Ace
Location: Bonadan - Vergeworks - Sector 9G
891 ABY
"Easy." Mira said, not looking at him at first. Her voice was calm, unhurried. She trusted machines more than people, and she spoke to both the same way. "Let it settle before you torque it. You rush it, you strip the threading."
Acier nodded and adjusted, tongue pressed lightly against his teeth in concentration. The workbench was cluttered with parts scavenged from a dozen ships that no longer flew. Burned couplings. Melted servos. Power cells with just enough life left in them to be useful.
Mira finally leaned in, resting one arm across his shoulders, a steadying presence. Her other hand guided his, correcting the angle by a few degrees.
"There." She murmured. "Feel that? That's it lining up."
He felt it. A faint give, like the machine was agreeing with him. Acier liked machines because they didn't lie. They either worked or they didn't. If something failed, it was because of a reason you could trace, retrace, fix. People were messier. People disappeared. Machines stayed where you left them.
Around them, Sector 9G hummed.

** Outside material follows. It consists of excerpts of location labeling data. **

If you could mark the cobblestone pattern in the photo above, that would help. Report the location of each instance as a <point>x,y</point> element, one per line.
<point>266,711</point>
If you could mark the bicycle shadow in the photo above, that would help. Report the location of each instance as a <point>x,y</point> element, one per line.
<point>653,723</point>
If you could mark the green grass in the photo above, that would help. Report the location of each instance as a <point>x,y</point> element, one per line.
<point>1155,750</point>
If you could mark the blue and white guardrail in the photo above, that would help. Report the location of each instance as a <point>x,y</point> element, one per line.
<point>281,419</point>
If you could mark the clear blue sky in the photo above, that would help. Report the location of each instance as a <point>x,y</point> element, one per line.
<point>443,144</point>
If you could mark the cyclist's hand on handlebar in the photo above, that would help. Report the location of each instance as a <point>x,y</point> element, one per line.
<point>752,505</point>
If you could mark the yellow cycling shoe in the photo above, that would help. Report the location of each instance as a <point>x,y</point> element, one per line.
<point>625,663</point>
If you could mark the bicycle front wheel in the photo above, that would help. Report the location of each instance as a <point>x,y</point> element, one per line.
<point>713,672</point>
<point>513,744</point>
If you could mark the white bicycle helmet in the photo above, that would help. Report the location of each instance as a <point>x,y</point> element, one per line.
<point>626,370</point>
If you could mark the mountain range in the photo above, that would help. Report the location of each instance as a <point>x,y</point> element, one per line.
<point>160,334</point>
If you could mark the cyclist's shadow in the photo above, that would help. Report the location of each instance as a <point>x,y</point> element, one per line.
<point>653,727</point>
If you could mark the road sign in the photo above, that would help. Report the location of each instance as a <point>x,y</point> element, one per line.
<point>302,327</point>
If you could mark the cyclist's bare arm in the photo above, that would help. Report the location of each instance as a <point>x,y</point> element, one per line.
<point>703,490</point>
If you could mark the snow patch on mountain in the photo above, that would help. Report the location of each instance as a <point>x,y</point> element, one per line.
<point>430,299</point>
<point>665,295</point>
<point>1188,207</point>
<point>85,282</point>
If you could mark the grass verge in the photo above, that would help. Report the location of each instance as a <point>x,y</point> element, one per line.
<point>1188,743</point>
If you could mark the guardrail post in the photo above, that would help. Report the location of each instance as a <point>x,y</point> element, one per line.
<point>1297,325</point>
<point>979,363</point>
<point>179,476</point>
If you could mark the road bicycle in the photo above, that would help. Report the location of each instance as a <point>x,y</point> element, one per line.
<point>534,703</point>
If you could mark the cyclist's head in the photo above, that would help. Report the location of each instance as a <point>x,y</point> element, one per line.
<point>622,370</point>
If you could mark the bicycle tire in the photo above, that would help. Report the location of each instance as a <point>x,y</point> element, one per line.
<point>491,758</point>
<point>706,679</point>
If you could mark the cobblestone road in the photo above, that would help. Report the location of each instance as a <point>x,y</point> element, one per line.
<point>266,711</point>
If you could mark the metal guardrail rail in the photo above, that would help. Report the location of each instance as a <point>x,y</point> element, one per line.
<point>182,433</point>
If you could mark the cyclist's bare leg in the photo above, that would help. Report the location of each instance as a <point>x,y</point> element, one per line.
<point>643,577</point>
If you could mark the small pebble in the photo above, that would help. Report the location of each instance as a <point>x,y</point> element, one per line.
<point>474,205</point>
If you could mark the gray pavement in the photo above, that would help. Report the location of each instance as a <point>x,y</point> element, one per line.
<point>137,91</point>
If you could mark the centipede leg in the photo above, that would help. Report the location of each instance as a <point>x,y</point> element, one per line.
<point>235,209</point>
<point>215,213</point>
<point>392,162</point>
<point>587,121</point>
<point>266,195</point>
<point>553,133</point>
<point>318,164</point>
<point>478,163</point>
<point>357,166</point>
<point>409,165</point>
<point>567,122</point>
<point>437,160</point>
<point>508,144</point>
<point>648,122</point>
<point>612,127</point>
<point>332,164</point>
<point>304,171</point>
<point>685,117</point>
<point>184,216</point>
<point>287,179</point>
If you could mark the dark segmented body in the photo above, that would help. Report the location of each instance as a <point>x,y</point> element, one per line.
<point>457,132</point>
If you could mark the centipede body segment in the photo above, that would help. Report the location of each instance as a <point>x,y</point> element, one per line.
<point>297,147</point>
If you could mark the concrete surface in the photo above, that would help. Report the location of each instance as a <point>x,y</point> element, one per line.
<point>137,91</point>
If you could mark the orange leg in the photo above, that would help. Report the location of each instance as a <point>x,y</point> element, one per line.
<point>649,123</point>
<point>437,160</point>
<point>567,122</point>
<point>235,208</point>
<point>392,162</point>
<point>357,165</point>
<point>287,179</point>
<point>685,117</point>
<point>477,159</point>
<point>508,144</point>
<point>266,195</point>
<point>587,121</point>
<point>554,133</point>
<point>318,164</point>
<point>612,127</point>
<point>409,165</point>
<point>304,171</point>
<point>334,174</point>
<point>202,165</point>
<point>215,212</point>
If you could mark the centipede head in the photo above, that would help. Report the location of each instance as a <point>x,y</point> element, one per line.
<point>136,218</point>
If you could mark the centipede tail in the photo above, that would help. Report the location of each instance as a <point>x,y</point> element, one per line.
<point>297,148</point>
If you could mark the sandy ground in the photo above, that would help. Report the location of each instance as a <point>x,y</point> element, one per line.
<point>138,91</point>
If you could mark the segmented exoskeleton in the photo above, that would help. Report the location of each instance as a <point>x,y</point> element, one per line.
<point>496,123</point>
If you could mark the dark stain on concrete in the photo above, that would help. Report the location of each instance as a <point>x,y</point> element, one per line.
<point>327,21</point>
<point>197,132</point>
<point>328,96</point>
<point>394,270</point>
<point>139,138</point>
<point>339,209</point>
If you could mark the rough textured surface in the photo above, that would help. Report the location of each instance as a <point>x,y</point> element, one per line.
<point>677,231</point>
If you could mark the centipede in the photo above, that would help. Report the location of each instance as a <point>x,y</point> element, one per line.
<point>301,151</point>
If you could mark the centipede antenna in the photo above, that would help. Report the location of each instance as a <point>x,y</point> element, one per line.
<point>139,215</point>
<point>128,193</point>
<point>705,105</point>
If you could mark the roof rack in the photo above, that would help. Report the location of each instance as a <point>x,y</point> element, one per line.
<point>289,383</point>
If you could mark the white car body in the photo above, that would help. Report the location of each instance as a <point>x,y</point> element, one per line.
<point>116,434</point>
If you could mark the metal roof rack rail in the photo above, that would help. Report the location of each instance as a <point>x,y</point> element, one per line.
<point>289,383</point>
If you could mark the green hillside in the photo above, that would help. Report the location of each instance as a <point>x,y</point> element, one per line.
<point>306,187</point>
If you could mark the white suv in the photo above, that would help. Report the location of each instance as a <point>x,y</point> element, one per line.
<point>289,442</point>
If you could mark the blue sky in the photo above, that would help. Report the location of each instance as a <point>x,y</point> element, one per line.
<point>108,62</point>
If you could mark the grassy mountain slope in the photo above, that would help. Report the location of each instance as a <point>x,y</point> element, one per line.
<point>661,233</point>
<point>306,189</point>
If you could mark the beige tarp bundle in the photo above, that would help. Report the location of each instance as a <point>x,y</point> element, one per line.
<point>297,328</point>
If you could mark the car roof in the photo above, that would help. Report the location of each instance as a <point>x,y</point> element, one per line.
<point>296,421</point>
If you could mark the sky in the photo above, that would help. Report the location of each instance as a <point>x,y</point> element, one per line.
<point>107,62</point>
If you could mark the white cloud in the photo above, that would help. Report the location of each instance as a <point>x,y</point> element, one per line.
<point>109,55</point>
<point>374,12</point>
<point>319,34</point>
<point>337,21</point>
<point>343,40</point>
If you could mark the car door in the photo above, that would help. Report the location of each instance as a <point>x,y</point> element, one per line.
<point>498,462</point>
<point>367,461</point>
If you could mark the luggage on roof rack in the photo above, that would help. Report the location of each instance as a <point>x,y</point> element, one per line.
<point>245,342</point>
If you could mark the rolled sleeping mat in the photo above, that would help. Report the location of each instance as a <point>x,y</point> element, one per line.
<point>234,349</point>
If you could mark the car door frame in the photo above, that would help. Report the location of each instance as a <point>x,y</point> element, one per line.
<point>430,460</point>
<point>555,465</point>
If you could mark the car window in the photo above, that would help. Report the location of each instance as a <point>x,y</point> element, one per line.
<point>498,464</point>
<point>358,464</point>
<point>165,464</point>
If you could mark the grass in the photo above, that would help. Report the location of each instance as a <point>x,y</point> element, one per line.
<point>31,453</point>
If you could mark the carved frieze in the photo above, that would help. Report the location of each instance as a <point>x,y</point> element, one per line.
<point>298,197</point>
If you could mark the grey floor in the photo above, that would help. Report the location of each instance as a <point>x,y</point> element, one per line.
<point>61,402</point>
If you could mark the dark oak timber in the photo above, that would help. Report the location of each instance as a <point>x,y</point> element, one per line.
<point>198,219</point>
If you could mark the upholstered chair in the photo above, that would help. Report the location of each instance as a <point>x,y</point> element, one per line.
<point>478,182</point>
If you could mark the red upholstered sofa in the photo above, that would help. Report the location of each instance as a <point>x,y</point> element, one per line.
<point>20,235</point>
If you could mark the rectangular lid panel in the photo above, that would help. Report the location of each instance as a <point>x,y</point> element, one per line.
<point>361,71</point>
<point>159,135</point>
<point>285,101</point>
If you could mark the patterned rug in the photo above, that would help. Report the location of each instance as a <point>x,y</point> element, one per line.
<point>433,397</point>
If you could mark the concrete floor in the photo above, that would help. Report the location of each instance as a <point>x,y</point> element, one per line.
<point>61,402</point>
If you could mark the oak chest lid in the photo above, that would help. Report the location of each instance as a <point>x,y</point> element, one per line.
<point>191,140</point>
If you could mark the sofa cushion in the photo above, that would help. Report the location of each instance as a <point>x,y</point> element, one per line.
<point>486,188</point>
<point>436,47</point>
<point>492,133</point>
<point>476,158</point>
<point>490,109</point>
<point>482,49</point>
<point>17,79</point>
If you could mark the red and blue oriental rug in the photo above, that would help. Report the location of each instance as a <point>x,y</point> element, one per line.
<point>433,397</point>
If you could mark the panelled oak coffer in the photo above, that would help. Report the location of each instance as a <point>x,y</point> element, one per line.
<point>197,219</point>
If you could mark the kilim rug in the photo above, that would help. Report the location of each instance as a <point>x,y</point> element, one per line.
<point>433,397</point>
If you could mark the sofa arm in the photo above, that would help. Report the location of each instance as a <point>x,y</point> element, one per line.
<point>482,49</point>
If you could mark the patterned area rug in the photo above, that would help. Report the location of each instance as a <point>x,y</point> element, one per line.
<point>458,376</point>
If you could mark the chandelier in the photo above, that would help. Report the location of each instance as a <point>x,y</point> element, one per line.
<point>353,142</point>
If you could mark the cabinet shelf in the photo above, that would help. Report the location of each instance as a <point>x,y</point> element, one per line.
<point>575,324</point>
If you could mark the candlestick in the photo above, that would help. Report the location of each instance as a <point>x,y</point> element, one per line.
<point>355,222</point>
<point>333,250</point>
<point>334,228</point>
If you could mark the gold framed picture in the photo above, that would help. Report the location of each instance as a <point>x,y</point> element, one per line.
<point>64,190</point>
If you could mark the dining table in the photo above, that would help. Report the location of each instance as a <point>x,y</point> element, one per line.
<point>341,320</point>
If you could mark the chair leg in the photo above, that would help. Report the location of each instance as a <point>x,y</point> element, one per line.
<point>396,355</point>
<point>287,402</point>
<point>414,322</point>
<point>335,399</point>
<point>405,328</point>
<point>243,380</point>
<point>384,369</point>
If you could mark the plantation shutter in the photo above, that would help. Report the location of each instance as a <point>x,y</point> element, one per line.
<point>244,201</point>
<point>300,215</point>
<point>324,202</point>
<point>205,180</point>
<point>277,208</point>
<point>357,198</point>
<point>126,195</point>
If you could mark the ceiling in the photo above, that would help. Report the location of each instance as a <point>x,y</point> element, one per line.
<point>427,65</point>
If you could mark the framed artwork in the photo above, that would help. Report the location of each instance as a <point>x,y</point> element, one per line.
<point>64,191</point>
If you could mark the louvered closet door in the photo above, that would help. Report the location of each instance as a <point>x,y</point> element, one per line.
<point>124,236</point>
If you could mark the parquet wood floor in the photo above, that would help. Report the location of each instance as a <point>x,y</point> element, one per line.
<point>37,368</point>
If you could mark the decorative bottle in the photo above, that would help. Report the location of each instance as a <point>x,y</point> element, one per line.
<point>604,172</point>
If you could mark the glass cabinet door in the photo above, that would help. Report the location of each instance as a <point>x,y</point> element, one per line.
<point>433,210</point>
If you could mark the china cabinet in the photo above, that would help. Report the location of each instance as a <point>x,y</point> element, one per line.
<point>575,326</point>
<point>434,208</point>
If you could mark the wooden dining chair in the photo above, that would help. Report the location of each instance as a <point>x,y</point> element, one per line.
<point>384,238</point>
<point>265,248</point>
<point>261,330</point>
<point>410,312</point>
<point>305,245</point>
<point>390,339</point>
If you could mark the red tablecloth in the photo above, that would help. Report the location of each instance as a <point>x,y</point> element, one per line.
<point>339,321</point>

The distant roar of starship engines bled through the bulkheads. Somewhere deeper in the scrapyard, metal screamed as something big was cut free. The sound never bothered him. It was constant. Grounding.
He had met Mira by accident. Stripping a nav console from a dead courier ship when she caught him. She didn't shout. Didn't grab. Just crouched beside him and watched long enough to see he knew what he was doing.
"You're going to short that if you pull it like that." she'd said.
He'd frozen, waiting for punishment that didn't come. Instead, she'd shown him a better way.
Now, months later, she corrected him without condescension. She explained systems like stories.. Power flowed here. Information traveled there. Slice the wrong node, and everything went dark. Slice the right one, and doors opened.
Acier tightened the last coupling and pulled his hands back slowly. Mira inspected the work, nodding once. Approval was subtle with her. It didn't need to be loud.
"Not bad." She said. "You're learning."
He glanced up at her, eyes bright but guarded. Praise was something you accepted carefully. Too much of it made you soft. On the bench beside them, partially hidden under a rag, was the lightsaber.
He hadn't meant to bring it today. It usually stayed hidden. But the dorms had been crowded that morning. Someone older, someone meaner, had been asking questions. So he brought it.
Mira noticed, of course. She noticed everything. But she didn't touch it or ask where it came from. Just acknowledged its presence with a look that said she saw it, and it was safe.
"Where'd you learn to be so careful?" She asked casually, wiping grease from her hands.
Acier shrugged. "You break things, you don't get replacements."
Mira nodded, like he'd confirmed something she already suspected. She reached out and ruffled his hair once, quick, affectionate, gone before it could linger.
"You're not broken." She said, almost absentmindedly. "Just… unfinished."
He didn't fully understand what she meant. Not then. But the words stayed with him. He climbed down from the crate and packed the tools away exactly where they belonged. As he headed back toward the scrapyard paths, Mira's voice followed him.
"Same time tomorrow, Ace."
He paused at the nickname. She was the only one who used it. He didn't correct her, because some things... even on Bonadan, were worth keeping.